The sloganeers like to call Yuletide the “season of giving.” Just so, Americans tend to give gifts to each other and to strangers, to donate to charities, and to volunteer their time more during the Christmas season than at any other time of the year. If you are among the many world fixers, do gooders, and lazy shoppers who give charitable contributions for their Christmas presents, or if you are among the saints who devote their time to their fellow man, you may wish to consult the Acton Institute’s Samaritan Guide, especially the list of sober suggestions for charity in “Effective Compassion: Seven Principles from a Century Ago.” Consider, for example, the third principle, categorization:
Charities a century ago realized that two persons in exactly the same material circumstances, but with different values, need different treatment: One might benefit most from some material help and a pat on the back, the other might need spiritual challenge and a push. Those who were orphaned, elderly, or disabled received aid; jobless adults who were “able and willing to work” received help in job-finding; “those who prefer to live on alms” and those of “confirmed intemperance” were not entitled to material assistance.
“Work tests” helped both in sorting and in providing relief with dignity. When an able-bodied man came to a homeless shelter, he often was asked to chop wood for two hours or to whitewash a building; in that way he could provide part of his own support and also help those unable to chop. A needy woman generally was given a seat in the “sewing room” (often near a child care room) and asked to work on garments that would be donated to the helpless poor or sent through the Red Cross to families suffering from the effects of hurricanes or tornadoes. The work test, along with teaching good habits and keeping away those who did not really need help, also enabled charities to teach the lesson that those who were being helped could help others.

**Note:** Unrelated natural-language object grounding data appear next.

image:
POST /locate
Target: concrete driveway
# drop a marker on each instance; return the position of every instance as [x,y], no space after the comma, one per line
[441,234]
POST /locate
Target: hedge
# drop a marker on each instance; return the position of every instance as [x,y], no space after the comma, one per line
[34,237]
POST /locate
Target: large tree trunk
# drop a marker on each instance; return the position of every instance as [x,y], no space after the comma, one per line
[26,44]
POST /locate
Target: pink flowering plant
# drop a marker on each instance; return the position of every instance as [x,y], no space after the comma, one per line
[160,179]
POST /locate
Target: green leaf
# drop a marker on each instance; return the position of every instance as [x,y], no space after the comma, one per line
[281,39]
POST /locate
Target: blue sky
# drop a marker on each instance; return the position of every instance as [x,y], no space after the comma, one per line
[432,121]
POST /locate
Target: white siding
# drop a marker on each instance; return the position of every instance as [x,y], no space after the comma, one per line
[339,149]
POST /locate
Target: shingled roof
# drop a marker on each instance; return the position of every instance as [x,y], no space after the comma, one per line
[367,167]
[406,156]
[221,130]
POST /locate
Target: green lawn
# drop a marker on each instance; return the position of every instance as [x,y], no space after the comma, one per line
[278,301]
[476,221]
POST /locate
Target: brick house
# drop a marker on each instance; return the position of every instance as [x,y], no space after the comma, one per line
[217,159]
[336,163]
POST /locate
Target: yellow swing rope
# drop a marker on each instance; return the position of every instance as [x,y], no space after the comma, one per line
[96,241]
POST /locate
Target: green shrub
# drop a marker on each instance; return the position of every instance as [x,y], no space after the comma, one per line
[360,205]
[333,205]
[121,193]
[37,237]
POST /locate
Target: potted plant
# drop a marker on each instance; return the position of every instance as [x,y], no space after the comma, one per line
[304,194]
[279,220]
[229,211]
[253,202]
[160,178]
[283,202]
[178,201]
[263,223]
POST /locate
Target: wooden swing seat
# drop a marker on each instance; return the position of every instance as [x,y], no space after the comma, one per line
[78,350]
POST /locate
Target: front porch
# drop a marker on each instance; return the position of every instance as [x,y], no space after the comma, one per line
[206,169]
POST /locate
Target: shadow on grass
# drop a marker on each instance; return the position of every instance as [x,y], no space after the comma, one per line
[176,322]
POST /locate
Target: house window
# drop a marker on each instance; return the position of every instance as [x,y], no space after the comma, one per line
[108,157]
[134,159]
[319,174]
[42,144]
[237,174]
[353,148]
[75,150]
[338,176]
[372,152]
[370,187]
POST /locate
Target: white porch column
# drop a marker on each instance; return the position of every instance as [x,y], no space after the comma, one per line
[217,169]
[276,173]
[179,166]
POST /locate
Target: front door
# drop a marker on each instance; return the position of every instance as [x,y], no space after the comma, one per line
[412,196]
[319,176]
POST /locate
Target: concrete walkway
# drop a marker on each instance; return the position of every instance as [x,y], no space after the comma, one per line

Today, don’t we need to stop talking about “the poor” in abstraction and start distinguishing once again between those who truly yearn for help and those who just want an enabler? Programs have the chance to succeed only when categories are established and firmly maintained. Work tests can help: Why shouldn’t some homeless men clean up streets and parks and remove graffiti? Now, as thousands of crack babies born addicted to cocaine and often deserted by mothers who care only for the next high, languish in hospitals under bright lights and with almost no human contact, why shouldn’t homeless women (some are psychotic or sick, but others are healthy and gentle) be assigned to hold a baby for an hour in exchange for food and shelter?
Such appears to me as solid and wise advice.